O ponto é que, apesar da disparada no curto prazo, as memecoins são bem arriscadas. Primeiro porque são movidas por hype e, em geral, são pequenas – o que aumenta a volatilidade. A CYBERLEEK, por exemplo, tem valor de mercado de cerca de US$ 10 milhões, enquanto a DRB tem US$ 12 milhões. O do bitcoin, para comparação, é de cerca de US$ 1,5 trilhão.

Outra questão é a baixa liquidez. Ou seja, pode ser difícil encontrar comprador para vender os tokens sem pressionar o preço. Essas moedas também não são negociadas em todas as exchanges.

Terceiro: a maioria das memecoins não tem valor fundamental. Com exceção de algumas que conquistaram seu espaço no mercado, como DOGE e shiba Inu (SHIB), boa parte surge como brincadeira. É diferente de criptos como ethereum (ETH) e solana (SOL), que servem de base para o desenvolvimento de projetos e aplicações.

Sem contar que esse mercado é um campo fértil para golpes. Um relatório da firma Solidus Labs do ano passado mostrou que 98,6% dos tokens lançados na Pump.fun, plataforma que permite criar memecoins em poucos minutos, apresentavam sinais de serem esquemas fraudulentos.

O que isso significa para o investidor?

Cripto, por si só, já é considerado um mercado arriscado, assim como o de ações. No caso das memecoins, o risco é ainda maior. O investidor que deseja se aventurar nesse mercado, portanto, precisa tomar cuidado na escolha do token, segundo analistas. A recomendação é investigar a comunidade por trás do projeto, qual blockchain é utilizada e ficar de olho nos dados de movimentação em plataformas como CoinMarketCap e CoinGecko.

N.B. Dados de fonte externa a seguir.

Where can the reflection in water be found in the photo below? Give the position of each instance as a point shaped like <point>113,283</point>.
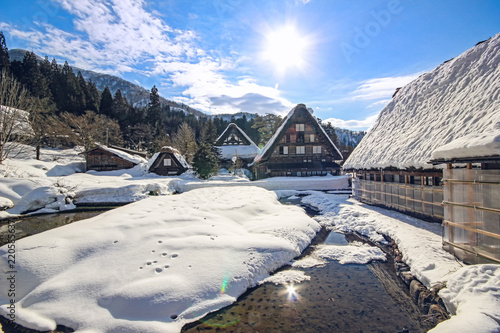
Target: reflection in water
<point>337,298</point>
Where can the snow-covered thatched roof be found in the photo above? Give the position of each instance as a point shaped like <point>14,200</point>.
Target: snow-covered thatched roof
<point>461,97</point>
<point>124,155</point>
<point>286,123</point>
<point>170,150</point>
<point>247,150</point>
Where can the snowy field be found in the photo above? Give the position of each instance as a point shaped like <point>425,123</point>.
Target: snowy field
<point>472,294</point>
<point>166,260</point>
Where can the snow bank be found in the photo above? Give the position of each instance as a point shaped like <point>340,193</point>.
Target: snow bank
<point>354,253</point>
<point>154,265</point>
<point>47,199</point>
<point>275,183</point>
<point>472,293</point>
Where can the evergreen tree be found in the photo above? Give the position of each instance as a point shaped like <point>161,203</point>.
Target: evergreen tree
<point>119,108</point>
<point>46,74</point>
<point>31,77</point>
<point>93,97</point>
<point>106,104</point>
<point>56,85</point>
<point>185,141</point>
<point>154,108</point>
<point>83,90</point>
<point>205,161</point>
<point>209,132</point>
<point>4,54</point>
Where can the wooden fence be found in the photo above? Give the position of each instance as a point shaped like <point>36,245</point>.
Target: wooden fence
<point>471,225</point>
<point>420,200</point>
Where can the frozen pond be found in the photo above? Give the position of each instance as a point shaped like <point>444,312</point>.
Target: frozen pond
<point>337,298</point>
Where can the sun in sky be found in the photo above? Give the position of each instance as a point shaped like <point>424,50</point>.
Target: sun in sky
<point>285,48</point>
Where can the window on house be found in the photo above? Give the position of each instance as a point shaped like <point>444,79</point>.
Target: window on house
<point>299,127</point>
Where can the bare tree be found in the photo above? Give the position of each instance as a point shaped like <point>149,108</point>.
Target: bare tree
<point>91,129</point>
<point>15,104</point>
<point>184,140</point>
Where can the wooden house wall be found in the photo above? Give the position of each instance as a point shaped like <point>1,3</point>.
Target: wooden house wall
<point>161,169</point>
<point>101,160</point>
<point>415,193</point>
<point>471,225</point>
<point>285,159</point>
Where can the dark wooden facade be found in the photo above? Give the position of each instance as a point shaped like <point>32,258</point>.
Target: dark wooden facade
<point>168,162</point>
<point>299,148</point>
<point>102,159</point>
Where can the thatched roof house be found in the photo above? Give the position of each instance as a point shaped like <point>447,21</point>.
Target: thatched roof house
<point>103,158</point>
<point>168,162</point>
<point>434,151</point>
<point>300,147</point>
<point>235,142</point>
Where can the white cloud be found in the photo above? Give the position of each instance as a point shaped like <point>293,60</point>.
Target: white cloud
<point>363,124</point>
<point>381,88</point>
<point>118,36</point>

Veja as cotações das principais criptomoedas às 8h.

Bitcoin (BTC):  +2,27%, US$ 79.266,48

Ethereum (ETH): +0,88%, US$ 2.479,43

BNB (BNB): +0,16%, US$ 699,08

XRP (XRP): -0,47%, US$ 1,48

Solana (SOL): +5,28%, US$ 99,45

Outros destaques do mercado cripto

Novo prazo para sacar. Em junho, a exchange NovaDAX comunicou que iria encerrar as operações no Brasil e deu um prazo para os investidores retirarem seus criptoativos da plataforma. A data limite era 30 de agosto. Mas cerca de 30% dos ativos ainda permanecem na corretora. Por causa disso, a firma disse em nota encaminhada ao InvestNews que estendeu o prazo para os saques até 30 de setembro. Após o fim da janela, os ativos remanescentes serão convertidos em reais.

Stablecoin: o Pix global. Está rolando em São Paulo, nesta semana, a Febraban Tech, evento de tecnologia e inovação do setor monetário. E cripto também entrou na conversa, claro. Segundo a Avenue, plataforma de investimentos no exterior para brasileiros controlada pelo Itaú, as stablecoins têm potencial para virar o Pix dos pagamentos internacionais. A lógica é parecida: baixo custo, transações rápidas e funcionamento 24 horas por dia, sete dias por semana.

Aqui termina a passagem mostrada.